(Imagem: Envato)
A jornada de compra do consumidor entra em 2026 marcada por uma reconfiguração profunda, impulsionada pelo uso crescente da inteligência artificial, pela expansão do retail media e pela integração mais madura entre canais digitais e físicos. As conclusões fazem parte de um novo estudo da eMarketer, que analisou os principais comportamentos, tecnologias e estratégias que devem orientar o marketing de varejo ao longo do próximo ano.
A inteligência artificial deixou de atuar apenas como ferramenta de apoio e passou a ocupar um papel central na fase de descoberta.
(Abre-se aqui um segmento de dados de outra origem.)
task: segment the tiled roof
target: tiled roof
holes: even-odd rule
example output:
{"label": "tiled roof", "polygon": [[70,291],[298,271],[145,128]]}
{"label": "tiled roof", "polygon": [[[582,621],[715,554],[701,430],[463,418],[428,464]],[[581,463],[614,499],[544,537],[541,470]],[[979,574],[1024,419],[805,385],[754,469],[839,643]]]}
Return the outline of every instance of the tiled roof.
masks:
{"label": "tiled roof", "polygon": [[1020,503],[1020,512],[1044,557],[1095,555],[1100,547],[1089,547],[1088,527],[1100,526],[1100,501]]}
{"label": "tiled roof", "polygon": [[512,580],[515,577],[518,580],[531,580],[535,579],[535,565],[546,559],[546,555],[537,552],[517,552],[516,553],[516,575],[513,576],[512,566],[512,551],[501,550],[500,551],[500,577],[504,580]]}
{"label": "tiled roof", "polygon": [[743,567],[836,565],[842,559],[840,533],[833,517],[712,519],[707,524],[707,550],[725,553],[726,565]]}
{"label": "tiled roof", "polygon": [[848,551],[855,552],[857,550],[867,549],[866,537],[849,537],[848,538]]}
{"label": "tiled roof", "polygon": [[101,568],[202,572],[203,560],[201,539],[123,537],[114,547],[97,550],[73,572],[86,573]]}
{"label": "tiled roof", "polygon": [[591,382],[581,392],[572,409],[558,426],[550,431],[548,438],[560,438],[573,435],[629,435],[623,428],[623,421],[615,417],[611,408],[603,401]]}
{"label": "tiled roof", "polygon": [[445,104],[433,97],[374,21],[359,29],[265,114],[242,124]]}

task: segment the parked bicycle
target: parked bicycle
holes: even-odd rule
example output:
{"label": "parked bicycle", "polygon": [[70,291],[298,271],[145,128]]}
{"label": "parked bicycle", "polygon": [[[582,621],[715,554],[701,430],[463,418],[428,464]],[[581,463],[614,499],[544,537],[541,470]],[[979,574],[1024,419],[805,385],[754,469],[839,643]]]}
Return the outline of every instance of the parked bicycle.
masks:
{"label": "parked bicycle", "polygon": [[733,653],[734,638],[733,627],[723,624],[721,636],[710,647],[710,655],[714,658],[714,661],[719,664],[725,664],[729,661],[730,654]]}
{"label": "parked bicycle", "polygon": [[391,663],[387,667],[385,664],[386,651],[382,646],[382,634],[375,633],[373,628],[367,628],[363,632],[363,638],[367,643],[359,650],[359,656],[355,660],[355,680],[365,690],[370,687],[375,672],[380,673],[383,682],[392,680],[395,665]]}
Mais da metade dos consumidores online nos Estados Unidos já utilizou soluções de IA generativa para pesquisar produtos recentemente, enquanto uma parcela crescente recorre a assistentes inteligentes de compra de forma recorrente.
Esse avanço tem encurtado etapas tradicionais do funil, permitindo que decisões de compra aconteçam em uma única interação, o que pressiona marcas e varejistas a repensarem visibilidade, dados e presença nos ambientes mediados por algoritmos.
Veja os insights trazidos pelo relatório:
Personalização e agentes inteligentes
Com o avanço dos agentes de IA, a personalização assume uma nova dinâmica. Ferramentas automatizadas passaram a recomendar produtos, identificar ofertas e organizar listas de compras, alterando a forma como consumidores interagem com marcas. Nesse cenário, alimentar esses sistemas com dados mais ricos e atualizados se torna um fator competitivo, já que a descoberta passa a acontecer antes mesmo do contato direto com os canais tradicionais do varejo.
Retail media
O estudo também aponta para a consolidação do retail media como um dos principais vetores de alcance no varejo. A expectativa é que os investimentos em mídia de varejo omnichannel atinjam US$ 69,3 bilhões nos Estados Unidos em 2026, impulsionados pela capacidade dessas redes de impactar o consumidor em diferentes momentos da jornada. No varejo alimentar, a ativação de mídia dentro das lojas físicas ganha relevância ao influenciar decisões no ponto de venda e ampliar oportunidades de monetização.
Cenário grocery
No segmento de alimentos, a transformação digital avança de forma consistente. Plataformas de entrega e intermediários passaram a concentrar uma parcela cada vez maior da atividade de compra, com mais de 60% dos adultos nos Estados Unidos recorrendo ao delivery para pedidos de alimentos, incluindo itens de supermercado. A tendência reforça a importância da logística, da experiência em aplicativos e da integração entre canais como fatores-chave para aquisição e fidelização de clientes em um setor historicamente pressionado por margens estreitas.
Fidelização
Mesmo em um ambiente mais fragmentado e automatizado, a fidelidade permanece central para o varejo. A ampla adoção de programas de relacionamento, físicos ou digitais, mostra que consumidores seguem valorizando benefícios recorrentes e experiências consistentes. Do lado das marcas, a percepção é que a recompra está fortemente associada à afinidade e à confiança construídas ao longo do tempo, e não apenas a estímulos pontuais de preço ou conveniência.
Loja física
Apesar do avanço do digital, o varejo físico continua desempenhando um papel estratégico ao oferecer segurança, avaliação sensorial e confiança na decisão de compra. A maioria dos consumidores afirma confiar mais na experiência presencial para avaliar a qualidade dos produtos e reduzir o risco de arrependimento. Esse movimento é ainda mais evidente entre os consumidores mais jovens, que demonstram preferência por tocar e experimentar itens antes de concluir a compra.
Ao mesmo tempo, o comportamento omnichannel se consolida. Uma parcela significativa dos consumidores pesquisa preços e disponibilidade online antes de visitar a loja, e iniciativas como cupons digitais e programas de fidelidade integrados seguem como estímulos relevantes para levar tráfego ao ponto físico. O estudo indica que experiências de marca bem estruturadas nas lojas têm impacto direto na conversão, no aumento do ticket médio e na intenção de retorno.
O que esperar deste ano?
Para a eMarketer, o desafio do varejo em 2026 será equilibrar eficiência tecnológica e experiência humana. Enquanto a inteligência artificial acelera a descoberta e a tomada de decisão, lojas físicas e estratégias omnichannel seguem como elementos centrais para construir confiança, diferenciação e lealdade em um mercado cada vez mais competitivo.